Søren Sandmann wrote:

> Under the assumption that all we can do is change what the existing
> cairo API does, my suggestions would be:
> 
> * BILINEAR and NEAREST should do what they are doing now

Agreed. However BILINEAR must not be the default, GOOD should be the 
default value.

> For GOOD and BEST, first compute scale factors xscale and yscale
> based on the bounding box of a transformed destination
> pixel. That is, consider the destination pixel as a square and
> apply the transformation to that square. Then take the bounding
> box of the resuling parallelogram and compute the scale factors
> that would turn the destination pixel into that bounding box.

It is better to convert the rhombus into an equal-area rectangle, not 
the bounding box. The bounding box will produce excessive blur for 
rotations. If the two derivatives are dx1,dy1 and dx2,dy2 I believe the 
correct x is hypot(dx1,dx2) and y is hypot(dy1,dy2). This also removes 
any reflections from the calculation.

I usually calculate the area in the *source*, not the destination. This 
just produces numbers that are the inverse of your scale numbers.

> Then,
> 
> * GOOD should do:
>   - If xscale and yscale are both > 1, then
 >     - Use PIXMAN_FILTER_BILINEAR
 >     - Otherwise, for each dimension:
 >       - If downscaling, use Box/Box/4
 >         - If upscaling, use Linear/Impulse/6

The filters are totally independent for the horizontal and vertical. You 
can apply either one first (converting the rectangle into a 1-pixel wide 
rectangle) and then then other one (converting this rectangle into a 
single point). Besides making it much easier because you only think 
about one dimension at a time, this is also a good deal faster. It also 
means you don't need the "upscaling" line.

If scale is < 1, then by definition you are downscaling. There will not 
be any upscaling because the two scales are completely independent. In 
addition I believe the cutoff can be at a value smaller than 1, perhaps 
as small as .5, which is the smallest scale where bilinear actually 
touches every pixel (even if the weights are wrong).

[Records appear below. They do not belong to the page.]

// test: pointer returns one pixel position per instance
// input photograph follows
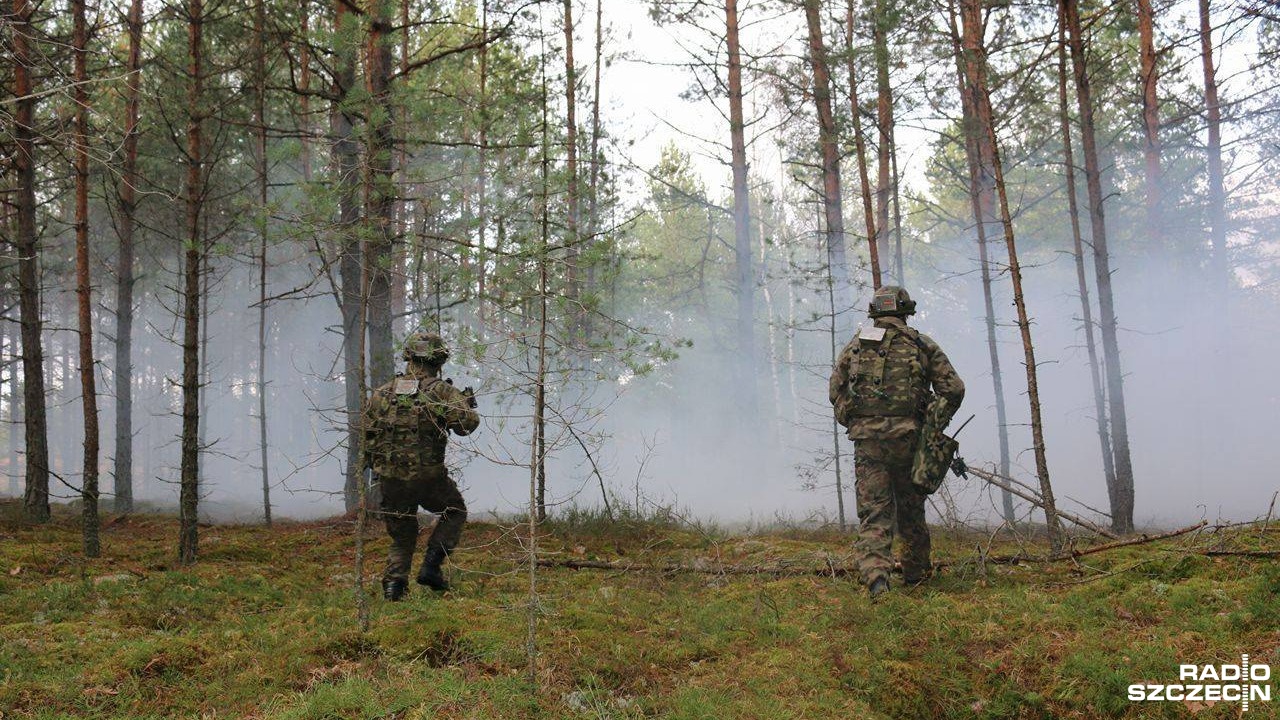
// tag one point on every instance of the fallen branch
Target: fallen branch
(1242, 552)
(1141, 540)
(1034, 500)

There are two schools of thought about the filter. I'm sorry but I am 
going to have to resort to describing filters the way I have always seen 
them used: a function that is stretched by the sample derivative, 
centered on the sample point, and then evaluated at the center of every 
source pixel. I also tend to use a "scale" that is the inverse of what 
you are using, I will attempt to use the word "derivative" instead. 
"cutoff" is 1/scale at which the filter switches, it is some number 
between 1 and 2.

The filter should blend cleanly into the bilinear. The bilinear in my 
terminology is a triangle with width 2. There are two schools of thought 
about how to "widen" this: one is to make it a triangle of width 
2*(derivative-cutoff+1). The other is a trapezoid of width 
(derivative-cutoff+2) with the sloping parts having a width of 1 each.

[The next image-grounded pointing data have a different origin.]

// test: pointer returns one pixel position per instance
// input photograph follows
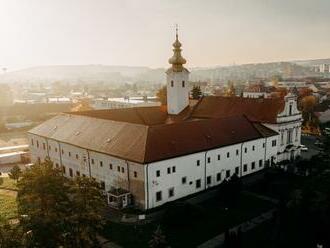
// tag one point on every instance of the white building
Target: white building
(153, 155)
(125, 102)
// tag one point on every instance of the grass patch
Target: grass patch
(8, 205)
(215, 219)
(7, 183)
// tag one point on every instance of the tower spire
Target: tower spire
(177, 60)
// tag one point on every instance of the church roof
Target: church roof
(135, 135)
(263, 110)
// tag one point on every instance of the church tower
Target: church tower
(177, 81)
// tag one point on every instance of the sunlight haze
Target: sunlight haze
(140, 33)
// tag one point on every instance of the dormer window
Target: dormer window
(290, 109)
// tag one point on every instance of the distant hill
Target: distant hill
(135, 74)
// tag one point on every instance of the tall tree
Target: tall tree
(196, 92)
(15, 173)
(85, 223)
(43, 204)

I prefer the second because it is smaller and is a box filter, though 
the triangle is probably higher quality.

It is certainly possible (as you suggest below) to bilinear sample the 
source image recursively to downscale it by a power of 2, and then do 
all the filtering with a derivative that is between 1 and 2. For the 
triangle this is perfect, for the box it is an approximation.

> * BEST should do:
>   - For each dimension:
>     - If upscaling, use Cubic/Impulse/MAX(3, log of scale factors)
>       - If downscaling, use Impulse/Lanczos3/4
> 
> Where the filters are given as Reconstruction/Sampling/Subsample-bits.

BEST should do a number of modifications to GOOD:

1. It changes the cutoff to scale = 1.

2. It changes the filter function at both ends to something more 
sinc-like. However the two filters must be equal to each other at a 
scale of 1 to avoid a discontinuity. I have not seen any scheme where 
this works and the filter is not bilinear other than making the two 
filters the same.

>>  * In the future, the benchmark for GOOD is downscaling by
>>    factors of two to the next biggest power of two, and sampling
>>    from that with bilinear filtering. Pixel based backends
>>    should do at least that well in *both* performance and
>>    quality.

I have not experimented with this enough, but I do feel this is 
acceptable. This description is equivalent (for scales between 1 and .5) 
as my description of setting the cutoff to scale=.5.

Downscaling to the next *lower* power of 2 and then bilinear filtering 
would be "accurate" in that the weights have some relationship to 
physical reality. However this is excessively blurry.